Constant feed to DS Job

dsdoubt · Post by **dsdoubt** » Fri Feb 29, 2008 12:52 pm

Hi,
My current project setup is as follows.
Set of files need to be processed. Though each file is of less number of rows, large number of files need to be processed.
So We have set of Perl program to preprocess and get the files from different server and drop in datastage box. As soon as the files are dropped, the Datastge will start the process and finish all the dropped files. Once this is done, other segment of Datastge will be started. After all this, the initial perl will get anothre set of files to Datastage.
This takes a lot of time.
Since the perl calls the DS jobs, it need to maintain the list of file names and pass it as parameters. So cant do the first stage when the second stage is going on.
And more over, startup time for each job each time is around 5 Sec. Where as production is just 2-3 second.
So is there a way to make Datastage wait or listen to a port or directory always, and as and when the file comes, make DS job to run. Will it work if we use named pipe options.
I guess there is some functionlity in Version 8 right.

kcbland · Post by **kcbland** » Fri Feb 29, 2008 1:14 pm

Using a named pipe is great, you'll have to deal with timeout situations. Folks sometimes periodically send a "heartbeat" row to a pipe to keep it live. I think this is too much gimmick but that's my opinion.

I suppose concatenation of files is not an option? This would give a larger block of processing to give more credence to the micro-batch approach.

I personally think a staging database helps out in these situations much better. You can be appending rows to the table as you're reading rows out. Rows can be updating with a status indicating it's been "inducted", "processed" or "rejected". Your micro-batches get larger because they can span multiple files (now just rows within the table). You gain a significant amount of functionality (retry, audit, elasticity in staging).

dsdoubt · Post by **dsdoubt** » Fri Feb 29, 2008 1:26 pm

Thanks for reply.
Is it any dummy row that you refering to as HeartBeat. So we should reject that row with some conditional check isn't?
So if we have a Name pipe and make the job to listen to that pipe, will the job always be running, even when the data is not available in that pipe.
Coz, the data from the previous stage may be be accumulated at all time. Will be available at span of time.
Like the files will be avilable from morning to evening with some time period.

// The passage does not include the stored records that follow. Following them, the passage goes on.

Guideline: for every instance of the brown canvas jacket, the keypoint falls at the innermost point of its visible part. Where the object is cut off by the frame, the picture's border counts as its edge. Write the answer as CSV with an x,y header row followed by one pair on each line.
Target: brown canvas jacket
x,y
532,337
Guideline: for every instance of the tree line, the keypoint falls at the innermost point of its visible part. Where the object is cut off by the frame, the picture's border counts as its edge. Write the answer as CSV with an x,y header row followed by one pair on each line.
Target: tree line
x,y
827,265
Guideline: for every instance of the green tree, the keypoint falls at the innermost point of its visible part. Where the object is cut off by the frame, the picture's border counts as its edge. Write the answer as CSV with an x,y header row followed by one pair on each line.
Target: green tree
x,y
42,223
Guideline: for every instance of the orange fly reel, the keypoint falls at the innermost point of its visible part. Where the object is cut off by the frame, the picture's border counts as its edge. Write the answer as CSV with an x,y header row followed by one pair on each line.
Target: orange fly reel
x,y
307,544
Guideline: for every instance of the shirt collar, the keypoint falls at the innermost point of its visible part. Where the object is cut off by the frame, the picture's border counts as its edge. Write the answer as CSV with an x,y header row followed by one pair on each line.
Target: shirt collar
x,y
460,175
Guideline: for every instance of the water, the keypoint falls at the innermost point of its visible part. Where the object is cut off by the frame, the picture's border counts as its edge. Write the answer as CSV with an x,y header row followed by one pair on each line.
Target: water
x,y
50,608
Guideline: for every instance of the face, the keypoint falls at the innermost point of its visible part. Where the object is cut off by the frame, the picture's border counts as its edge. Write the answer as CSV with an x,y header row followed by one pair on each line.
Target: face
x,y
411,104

Each file will be processed by each job within seconds. After that, the job will be idle.

kcbland · Post by **kcbland** » Fri Feb 29, 2008 1:51 pm

You get the idea... :D

ray.wurlod · Post by **ray.wurlod** » Fri Feb 29, 2008 3:48 pm

You might consider using server jobs, or parallel jobs with a low degree of parallelism, to keep the startup time as short as possible.

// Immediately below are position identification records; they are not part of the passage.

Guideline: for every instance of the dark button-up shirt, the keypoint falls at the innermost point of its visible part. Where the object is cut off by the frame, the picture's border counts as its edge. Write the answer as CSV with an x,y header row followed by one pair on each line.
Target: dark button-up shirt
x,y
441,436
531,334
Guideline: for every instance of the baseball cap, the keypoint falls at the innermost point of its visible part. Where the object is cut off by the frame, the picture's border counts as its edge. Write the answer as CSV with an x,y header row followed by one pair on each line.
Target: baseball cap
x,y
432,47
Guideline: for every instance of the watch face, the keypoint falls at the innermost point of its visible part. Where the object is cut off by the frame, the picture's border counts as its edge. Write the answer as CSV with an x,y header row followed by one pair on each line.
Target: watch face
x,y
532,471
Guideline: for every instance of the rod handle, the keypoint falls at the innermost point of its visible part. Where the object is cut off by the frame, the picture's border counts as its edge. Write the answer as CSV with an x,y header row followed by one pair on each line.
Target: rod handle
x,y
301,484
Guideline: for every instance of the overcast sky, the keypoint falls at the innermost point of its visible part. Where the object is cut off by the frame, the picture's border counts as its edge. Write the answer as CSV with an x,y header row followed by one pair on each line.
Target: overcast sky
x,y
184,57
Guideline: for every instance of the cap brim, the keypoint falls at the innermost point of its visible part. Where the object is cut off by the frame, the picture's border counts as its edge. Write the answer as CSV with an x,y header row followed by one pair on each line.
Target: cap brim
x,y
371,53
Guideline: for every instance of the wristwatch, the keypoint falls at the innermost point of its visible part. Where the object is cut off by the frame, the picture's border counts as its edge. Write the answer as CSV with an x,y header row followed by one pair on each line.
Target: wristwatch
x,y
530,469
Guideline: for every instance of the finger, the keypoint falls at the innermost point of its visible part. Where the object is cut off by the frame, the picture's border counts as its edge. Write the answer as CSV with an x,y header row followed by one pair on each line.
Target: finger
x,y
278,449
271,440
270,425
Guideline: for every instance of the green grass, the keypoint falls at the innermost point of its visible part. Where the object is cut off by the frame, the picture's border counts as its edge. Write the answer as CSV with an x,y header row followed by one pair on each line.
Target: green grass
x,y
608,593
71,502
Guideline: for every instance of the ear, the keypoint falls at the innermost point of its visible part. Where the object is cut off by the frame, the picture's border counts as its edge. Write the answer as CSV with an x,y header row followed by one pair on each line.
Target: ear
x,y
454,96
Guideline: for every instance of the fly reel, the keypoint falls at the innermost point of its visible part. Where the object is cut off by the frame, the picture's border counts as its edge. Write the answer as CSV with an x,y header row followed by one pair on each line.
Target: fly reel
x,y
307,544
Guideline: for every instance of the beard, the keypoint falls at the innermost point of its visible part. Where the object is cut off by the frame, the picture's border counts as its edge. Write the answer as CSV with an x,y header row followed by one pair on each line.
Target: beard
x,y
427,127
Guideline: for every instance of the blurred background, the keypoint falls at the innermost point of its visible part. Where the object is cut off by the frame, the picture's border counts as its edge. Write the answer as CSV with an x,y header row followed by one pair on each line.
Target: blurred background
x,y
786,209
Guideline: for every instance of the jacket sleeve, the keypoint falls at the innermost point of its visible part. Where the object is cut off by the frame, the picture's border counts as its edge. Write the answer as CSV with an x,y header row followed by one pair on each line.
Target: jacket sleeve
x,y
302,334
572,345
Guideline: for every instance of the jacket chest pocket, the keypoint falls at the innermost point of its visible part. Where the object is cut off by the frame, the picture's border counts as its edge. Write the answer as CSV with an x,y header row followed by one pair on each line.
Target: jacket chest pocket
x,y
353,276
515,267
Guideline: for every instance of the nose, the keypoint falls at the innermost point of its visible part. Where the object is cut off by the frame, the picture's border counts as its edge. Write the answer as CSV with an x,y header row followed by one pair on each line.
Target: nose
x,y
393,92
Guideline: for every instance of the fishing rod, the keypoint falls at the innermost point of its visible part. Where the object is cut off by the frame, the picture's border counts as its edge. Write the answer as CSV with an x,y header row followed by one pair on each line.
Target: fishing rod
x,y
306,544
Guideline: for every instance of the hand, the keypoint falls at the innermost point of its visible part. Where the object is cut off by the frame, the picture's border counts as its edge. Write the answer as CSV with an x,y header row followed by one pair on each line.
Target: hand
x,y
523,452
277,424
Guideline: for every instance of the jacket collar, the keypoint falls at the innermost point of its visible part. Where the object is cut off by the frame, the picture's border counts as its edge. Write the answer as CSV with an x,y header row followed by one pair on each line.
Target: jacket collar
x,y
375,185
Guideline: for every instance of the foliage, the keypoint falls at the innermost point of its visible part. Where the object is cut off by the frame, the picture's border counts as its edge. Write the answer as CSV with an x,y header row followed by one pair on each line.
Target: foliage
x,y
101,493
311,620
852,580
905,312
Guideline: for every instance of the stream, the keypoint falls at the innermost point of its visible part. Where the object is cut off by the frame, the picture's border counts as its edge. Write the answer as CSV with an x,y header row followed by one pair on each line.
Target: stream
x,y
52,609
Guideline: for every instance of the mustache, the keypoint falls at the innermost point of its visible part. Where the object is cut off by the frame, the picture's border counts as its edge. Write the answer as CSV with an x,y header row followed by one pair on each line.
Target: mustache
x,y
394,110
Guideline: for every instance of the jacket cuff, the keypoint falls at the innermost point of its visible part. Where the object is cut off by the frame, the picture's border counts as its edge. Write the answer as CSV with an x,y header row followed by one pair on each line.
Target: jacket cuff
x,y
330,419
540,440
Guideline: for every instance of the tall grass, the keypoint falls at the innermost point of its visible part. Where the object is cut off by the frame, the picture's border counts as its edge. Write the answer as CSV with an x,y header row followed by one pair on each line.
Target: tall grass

Another possibility is an "always running" job using WISD to publish your DataStage job as a web service that the Perl application could invoke. In this case startup time would not be an issue.

dsdoubt · Post by **dsdoubt** » Fri Feb 29, 2008 11:09 pm

Is it the part of Version 8?
Is there any documentation avaialable regarding the functionality and performance boost that we get in V8 if we upgrade?

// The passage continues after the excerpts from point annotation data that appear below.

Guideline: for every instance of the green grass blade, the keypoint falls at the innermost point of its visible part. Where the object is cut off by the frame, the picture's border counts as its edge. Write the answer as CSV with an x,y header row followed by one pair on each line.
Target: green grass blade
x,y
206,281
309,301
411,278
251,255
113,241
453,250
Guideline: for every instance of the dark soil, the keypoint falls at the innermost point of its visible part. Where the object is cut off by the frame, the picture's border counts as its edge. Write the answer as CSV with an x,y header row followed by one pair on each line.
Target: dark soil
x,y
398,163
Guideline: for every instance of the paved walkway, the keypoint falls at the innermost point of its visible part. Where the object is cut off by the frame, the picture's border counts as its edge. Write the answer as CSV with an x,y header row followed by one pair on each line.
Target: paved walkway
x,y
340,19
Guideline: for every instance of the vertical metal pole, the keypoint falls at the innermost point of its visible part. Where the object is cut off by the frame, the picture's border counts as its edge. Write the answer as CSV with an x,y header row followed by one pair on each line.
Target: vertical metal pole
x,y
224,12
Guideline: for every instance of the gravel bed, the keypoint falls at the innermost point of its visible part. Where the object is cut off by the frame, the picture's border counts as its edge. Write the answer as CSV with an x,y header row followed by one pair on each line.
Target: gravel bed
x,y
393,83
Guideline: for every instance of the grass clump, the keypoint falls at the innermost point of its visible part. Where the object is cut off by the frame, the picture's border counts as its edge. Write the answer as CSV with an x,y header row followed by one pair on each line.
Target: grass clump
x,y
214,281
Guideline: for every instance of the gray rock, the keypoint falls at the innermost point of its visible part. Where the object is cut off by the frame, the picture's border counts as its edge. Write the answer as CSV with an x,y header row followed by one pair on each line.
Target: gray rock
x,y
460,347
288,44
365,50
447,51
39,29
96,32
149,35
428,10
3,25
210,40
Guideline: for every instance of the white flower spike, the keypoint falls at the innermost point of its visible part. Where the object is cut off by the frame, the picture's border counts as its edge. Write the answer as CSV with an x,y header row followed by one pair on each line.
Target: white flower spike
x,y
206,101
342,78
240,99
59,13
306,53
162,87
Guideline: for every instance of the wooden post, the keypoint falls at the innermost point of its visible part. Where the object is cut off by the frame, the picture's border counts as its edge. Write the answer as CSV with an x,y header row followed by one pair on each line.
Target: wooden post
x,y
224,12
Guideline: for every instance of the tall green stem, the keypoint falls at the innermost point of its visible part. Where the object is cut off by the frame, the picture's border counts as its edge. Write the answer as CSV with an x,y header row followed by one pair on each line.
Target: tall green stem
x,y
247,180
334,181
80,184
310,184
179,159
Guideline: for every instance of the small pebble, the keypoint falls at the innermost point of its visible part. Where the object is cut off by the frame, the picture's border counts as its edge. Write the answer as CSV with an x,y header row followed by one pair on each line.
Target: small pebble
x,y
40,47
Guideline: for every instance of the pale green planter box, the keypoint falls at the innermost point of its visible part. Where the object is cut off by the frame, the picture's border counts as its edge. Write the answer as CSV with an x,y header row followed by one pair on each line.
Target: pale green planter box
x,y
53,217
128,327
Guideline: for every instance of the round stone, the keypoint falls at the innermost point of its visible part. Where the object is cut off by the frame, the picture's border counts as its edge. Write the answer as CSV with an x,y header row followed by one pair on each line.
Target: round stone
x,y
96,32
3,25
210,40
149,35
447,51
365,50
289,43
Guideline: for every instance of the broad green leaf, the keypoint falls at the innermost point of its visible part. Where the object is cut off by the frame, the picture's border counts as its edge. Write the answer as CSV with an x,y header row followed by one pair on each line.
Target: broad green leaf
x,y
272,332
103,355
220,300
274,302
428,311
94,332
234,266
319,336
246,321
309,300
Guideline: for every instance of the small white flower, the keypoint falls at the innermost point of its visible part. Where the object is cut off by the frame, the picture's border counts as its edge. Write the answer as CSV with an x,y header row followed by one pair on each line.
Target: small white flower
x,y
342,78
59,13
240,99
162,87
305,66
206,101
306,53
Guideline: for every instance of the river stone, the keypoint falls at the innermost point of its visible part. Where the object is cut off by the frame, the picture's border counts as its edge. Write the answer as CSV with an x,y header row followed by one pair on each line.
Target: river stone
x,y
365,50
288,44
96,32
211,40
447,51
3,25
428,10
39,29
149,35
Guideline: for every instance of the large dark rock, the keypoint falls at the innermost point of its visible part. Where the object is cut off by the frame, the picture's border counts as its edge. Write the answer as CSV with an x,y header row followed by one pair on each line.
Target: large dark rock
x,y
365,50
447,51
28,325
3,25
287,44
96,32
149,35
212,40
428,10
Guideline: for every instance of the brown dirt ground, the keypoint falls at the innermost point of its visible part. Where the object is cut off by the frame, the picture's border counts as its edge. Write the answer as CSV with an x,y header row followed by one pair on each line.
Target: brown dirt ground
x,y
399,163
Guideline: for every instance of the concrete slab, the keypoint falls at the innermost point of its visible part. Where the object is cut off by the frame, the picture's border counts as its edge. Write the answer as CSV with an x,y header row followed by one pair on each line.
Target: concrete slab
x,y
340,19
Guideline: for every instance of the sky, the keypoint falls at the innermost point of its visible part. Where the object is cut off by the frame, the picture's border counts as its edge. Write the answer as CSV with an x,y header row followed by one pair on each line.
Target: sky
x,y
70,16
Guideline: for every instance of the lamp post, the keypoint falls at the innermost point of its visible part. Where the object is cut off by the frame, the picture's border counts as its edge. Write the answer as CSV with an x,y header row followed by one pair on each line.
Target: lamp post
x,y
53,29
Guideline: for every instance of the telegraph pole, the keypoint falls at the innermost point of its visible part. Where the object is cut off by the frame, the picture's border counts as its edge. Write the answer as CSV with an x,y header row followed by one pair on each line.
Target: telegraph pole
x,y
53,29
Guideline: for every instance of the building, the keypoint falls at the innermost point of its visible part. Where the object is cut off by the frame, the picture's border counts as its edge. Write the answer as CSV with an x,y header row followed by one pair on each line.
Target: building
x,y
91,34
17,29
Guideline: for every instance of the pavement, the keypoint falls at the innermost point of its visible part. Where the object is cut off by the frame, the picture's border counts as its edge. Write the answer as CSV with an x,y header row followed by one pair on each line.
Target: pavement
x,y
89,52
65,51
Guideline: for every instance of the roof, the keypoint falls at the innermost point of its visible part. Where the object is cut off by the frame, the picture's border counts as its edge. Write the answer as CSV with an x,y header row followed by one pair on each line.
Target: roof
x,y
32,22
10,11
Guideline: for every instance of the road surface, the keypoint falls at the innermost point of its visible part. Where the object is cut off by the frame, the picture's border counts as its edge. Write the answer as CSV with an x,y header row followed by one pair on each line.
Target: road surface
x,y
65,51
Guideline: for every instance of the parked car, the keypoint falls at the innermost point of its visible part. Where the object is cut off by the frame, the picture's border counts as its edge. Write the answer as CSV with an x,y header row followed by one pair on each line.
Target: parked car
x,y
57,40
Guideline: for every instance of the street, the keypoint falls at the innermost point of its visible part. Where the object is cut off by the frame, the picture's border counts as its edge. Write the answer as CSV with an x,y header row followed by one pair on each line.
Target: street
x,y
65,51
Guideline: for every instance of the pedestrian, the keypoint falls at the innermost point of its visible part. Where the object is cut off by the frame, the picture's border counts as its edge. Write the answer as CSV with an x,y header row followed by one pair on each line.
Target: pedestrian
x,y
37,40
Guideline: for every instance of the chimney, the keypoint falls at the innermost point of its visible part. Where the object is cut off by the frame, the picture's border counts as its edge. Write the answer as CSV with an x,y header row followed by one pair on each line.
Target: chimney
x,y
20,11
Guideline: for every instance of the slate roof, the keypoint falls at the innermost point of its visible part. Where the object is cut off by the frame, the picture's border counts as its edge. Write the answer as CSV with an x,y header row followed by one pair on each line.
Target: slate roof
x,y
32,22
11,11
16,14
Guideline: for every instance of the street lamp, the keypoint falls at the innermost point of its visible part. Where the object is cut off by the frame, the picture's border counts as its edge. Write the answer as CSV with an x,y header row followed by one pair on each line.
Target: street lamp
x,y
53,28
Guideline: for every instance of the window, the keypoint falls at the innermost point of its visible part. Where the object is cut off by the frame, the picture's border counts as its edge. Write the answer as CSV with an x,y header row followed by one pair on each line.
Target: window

ray.wurlod · Post by **ray.wurlod** » Sat Mar 01, 2008 2:46 am

What makes you think that you'll get a performance boost? Indeed, how do you define "performance" in such a vague context.

You certainly get a functionality boost - quite a few new toys and a common Repository that can be shared (to some extent) with other tools. Therefore arguably there is a potential boost to developer productivity to be had - does this count as "performance"?